— Завтра в два часа дня назначена наша пресс-конференция.
Борис без одобрения покосился на пьющего митрополита.
— Да неважно все это. Уже.
Феофан поперхнулся, закашлялся и, не глядя на Осиновского, глухо спросил:
— Ты все-таки решился?
— А почему нет? — рассмеялся Борис. — Мальчик сам подписал себе приговор. Хотя жаль, способности у него есть. Не стоило ему сюда приезжать.
— Ты с самого начала знал, что убьешь его, — догадался митрополит.
— Я не мог упустить такую возможность, — холодно парировал Осиновский. — Появились люди, которых Глеб раздражает. Он не примыкает ни к одной команде, не следует в чьем-то кильватере, делает все, что хочет… Добавь к этому его скрытность — черт побери, я единственный из двадцати самых сильных людей страны знаю, как он выглядит, — и ты поймешь, что мы окажем услугу не только себе.
— Ты подставил меня.
— Каким образом?
— Если Глеба убьют по дороге из моего дома…
— Но ведь там будут мои люди, — напомнил Борис. — Все честно: твой дом, мои ребята. Мы в одной лодке, Фифа.
Митрополит кивнул, налил себе еще водки, залпом выпил и, не выпуская из руки стакан, проворчал:
— Та история, о которой я упоминал…
— Только не повторяй, пожалуйста, смешной рассказ о том, как кучка храбрых уголовников пыталась ликвидировать бывшего полковника КГБ, — поморщился Осиновский. — Фифа, поверь, на этот раз Глеба встретят настоящие профессионалы. Все, забудь, выбрось красавчика из головы. Давай лучше еще раз продумаем твою завтрашнюю речь.
Устраивать засады на Рублевском шоссе только на первый взгляд казалось идиотской затеей. Да, полицейских на этой трассе куда больше, чем на любой другой российской дороге. Да, помимо полицейских, Рублевку контролировали спецы из охраны высших должностных лиц. Да, концентрация видеокамер превышала здесь все разумные нормы, а в небе периодически крутился вертолет. Да.
Вот только вся эта красота создавала у едущих по Рублевке мишеней и их охранников обманчивое чувство защищенности. Именно то чувство, которое так необходимо хорошему профессионалу, чтобы качественно выполнить работу. А выполнение работы у таких людей редко занимает более минуты. Ведь каждое действие рассчитано, все мелочи предусмотрены, место, лишенное видеокамер и удаленное от ближайших постов, выбрано, пути отхода проверены и перепроверены.
— Двадцать секунд! — прошептал старший. Он поддерживал связь с наблюдателями. — Все даже лучше, чем мы планировали: «мерин» делает сто двадцать миль в час. — Через дорогу метнулась неясная фигура, оставившая за собой маленький прямоугольный предмет на короткой треноге. — Готовность!
План был продуман на все сто.

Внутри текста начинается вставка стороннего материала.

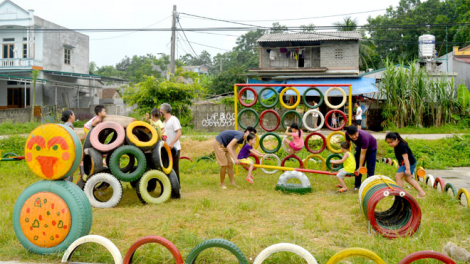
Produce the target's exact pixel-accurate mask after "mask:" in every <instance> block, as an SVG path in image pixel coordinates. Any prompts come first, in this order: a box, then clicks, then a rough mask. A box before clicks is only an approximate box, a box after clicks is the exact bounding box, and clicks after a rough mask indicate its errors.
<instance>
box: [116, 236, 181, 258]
mask: <svg viewBox="0 0 470 264" xmlns="http://www.w3.org/2000/svg"><path fill="white" fill-rule="evenodd" d="M148 243H157V244H160V245H162V246H164V247H166V248H167V249H168V250H169V251H170V252H171V254H172V255H173V258H174V259H175V261H176V262H175V263H176V264H184V262H183V257H182V256H181V253H180V251H179V250H178V248H176V246H175V245H174V244H173V243H171V242H170V241H168V240H167V239H165V238H163V237H159V236H147V237H143V238H141V239H139V240H137V241H136V242H135V243H134V244H132V245H131V247H130V248H129V250H128V251H127V253H126V256H125V257H124V261H123V263H124V264H128V263H132V257H133V256H134V253H135V251H136V250H137V249H138V248H139V247H141V246H143V245H145V244H148Z"/></svg>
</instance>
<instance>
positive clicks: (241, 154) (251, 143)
mask: <svg viewBox="0 0 470 264" xmlns="http://www.w3.org/2000/svg"><path fill="white" fill-rule="evenodd" d="M254 145H256V135H255V134H249V135H248V136H247V137H246V144H245V145H244V146H243V148H242V149H241V150H240V152H239V153H238V160H239V161H240V163H242V164H245V165H248V164H249V165H250V168H249V169H248V175H247V176H246V180H247V181H248V182H249V183H253V175H252V174H251V172H252V171H253V166H254V164H253V161H252V160H250V159H249V158H248V157H249V156H250V153H252V154H253V155H256V156H258V157H263V156H264V154H263V153H261V152H259V151H257V150H255V149H254V148H253V146H254Z"/></svg>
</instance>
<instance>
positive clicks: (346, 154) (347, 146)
mask: <svg viewBox="0 0 470 264" xmlns="http://www.w3.org/2000/svg"><path fill="white" fill-rule="evenodd" d="M350 147H351V145H350V143H349V142H347V141H345V142H343V143H341V151H342V152H343V153H344V156H343V158H342V159H341V160H332V161H331V164H342V163H344V165H343V168H342V169H340V170H339V171H338V174H336V177H337V178H338V181H339V184H338V185H336V187H338V188H341V189H339V191H338V192H339V193H344V192H346V191H347V190H348V187H347V186H346V184H345V183H344V180H343V179H344V177H346V175H347V174H348V173H354V171H355V170H356V160H355V159H354V155H353V154H351V152H350V151H349V148H350Z"/></svg>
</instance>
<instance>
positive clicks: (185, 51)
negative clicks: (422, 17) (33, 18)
mask: <svg viewBox="0 0 470 264" xmlns="http://www.w3.org/2000/svg"><path fill="white" fill-rule="evenodd" d="M13 2H14V3H16V4H17V5H19V6H21V7H22V8H24V9H26V10H28V9H34V10H35V11H34V13H35V15H36V16H39V17H41V18H43V19H46V20H49V21H51V22H53V23H56V24H59V25H61V26H64V27H67V28H71V29H78V28H81V29H83V28H85V29H91V28H101V29H104V28H105V29H115V28H170V27H171V14H172V10H173V5H176V6H177V12H178V13H187V14H193V15H198V16H203V17H210V18H216V19H224V20H230V21H236V20H239V21H240V20H245V21H243V22H242V21H240V23H247V24H253V25H259V26H265V27H268V26H271V25H272V23H273V22H276V21H279V22H280V23H281V25H286V26H291V27H299V26H300V25H307V24H310V23H313V24H315V25H316V26H331V25H332V24H333V23H334V22H336V21H341V20H342V19H343V17H344V16H335V17H328V18H313V19H305V20H289V21H280V20H282V19H298V18H307V17H308V18H310V17H319V16H333V15H342V14H350V13H357V12H365V11H371V10H380V9H386V8H388V7H390V6H393V7H396V6H397V5H398V3H399V0H381V1H375V0H356V1H351V0H335V1H319V0H310V1H294V2H290V1H278V0H271V1H260V0H258V1H255V0H236V1H232V0H231V1H226V0H219V1H209V0H198V1H189V0H184V1H183V0H181V1H162V0H133V1H124V0H114V1H110V0H99V1H98V0H80V1H76V0H75V1H71V0H13ZM384 13H385V10H382V11H375V12H370V13H363V14H355V15H351V16H352V17H353V18H357V21H358V24H359V25H364V24H365V23H366V22H367V17H369V16H372V17H375V16H377V15H381V14H384ZM248 20H250V21H248ZM255 20H258V21H255ZM259 20H269V21H259ZM157 22H158V23H157ZM179 22H180V23H181V26H182V28H183V29H184V28H202V27H242V26H241V25H236V24H231V23H225V22H219V21H210V20H205V19H200V18H195V17H190V16H187V15H184V14H180V15H179ZM213 33H217V34H226V35H233V36H226V35H213V34H203V33H196V32H189V31H186V36H187V39H188V40H189V41H190V42H193V43H192V44H191V45H192V47H193V49H194V50H195V52H196V53H197V54H200V53H201V52H202V51H203V50H206V51H208V52H209V53H210V54H211V55H212V57H213V56H215V55H216V54H217V53H224V52H226V51H228V50H231V49H232V48H233V47H234V46H235V41H236V38H237V36H240V35H243V34H244V33H246V32H242V31H232V32H230V31H227V32H213ZM84 34H86V35H88V36H89V37H90V61H94V62H96V64H97V65H98V66H103V65H115V64H116V63H118V62H120V61H121V60H122V59H123V58H124V57H125V56H128V57H132V56H134V55H138V56H140V55H146V54H149V53H150V54H154V55H156V56H159V55H158V53H165V54H170V50H171V45H170V40H171V32H133V33H129V32H104V33H103V32H84ZM179 34H180V35H179V36H178V42H177V44H178V45H177V57H180V56H183V55H184V54H186V53H190V52H191V48H190V47H189V45H188V43H187V42H186V39H185V38H184V36H183V35H182V34H181V32H180V33H179ZM195 43H198V44H195ZM200 44H202V45H207V46H211V47H206V46H202V45H200Z"/></svg>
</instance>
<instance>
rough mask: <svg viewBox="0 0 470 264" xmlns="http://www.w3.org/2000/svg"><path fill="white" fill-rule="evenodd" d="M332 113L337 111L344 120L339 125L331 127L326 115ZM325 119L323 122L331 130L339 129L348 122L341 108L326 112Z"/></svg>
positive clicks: (327, 116) (338, 130)
mask: <svg viewBox="0 0 470 264" xmlns="http://www.w3.org/2000/svg"><path fill="white" fill-rule="evenodd" d="M333 113H338V114H340V115H341V116H342V117H343V119H344V122H343V124H342V125H341V126H340V127H337V128H333V127H332V126H330V124H329V122H328V117H330V115H332V114H333ZM325 120H326V122H325V125H326V127H327V128H329V129H330V130H332V131H339V130H341V129H343V128H344V127H345V126H346V123H347V122H348V118H347V117H346V114H345V113H344V112H343V111H341V110H330V111H329V112H328V113H326V116H325Z"/></svg>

Компактный, но необычайно мощный прожектор гарантированно ослепит водителя, и старший давал «мерину» сто ярдов свободного полета по еще мокрой после прошедшего дождя трассе. Затем исковерканную тачку обработают ребята из группы контроля, и весь отряд растворится в темном лесу. Одна минута. В принципе, старший не ожидал, что после аварии в «мерине» хоть кто-нибудь выживет, но Осиновский требовал абсолютной гарантии, а значит, придется стрелять.
— Время!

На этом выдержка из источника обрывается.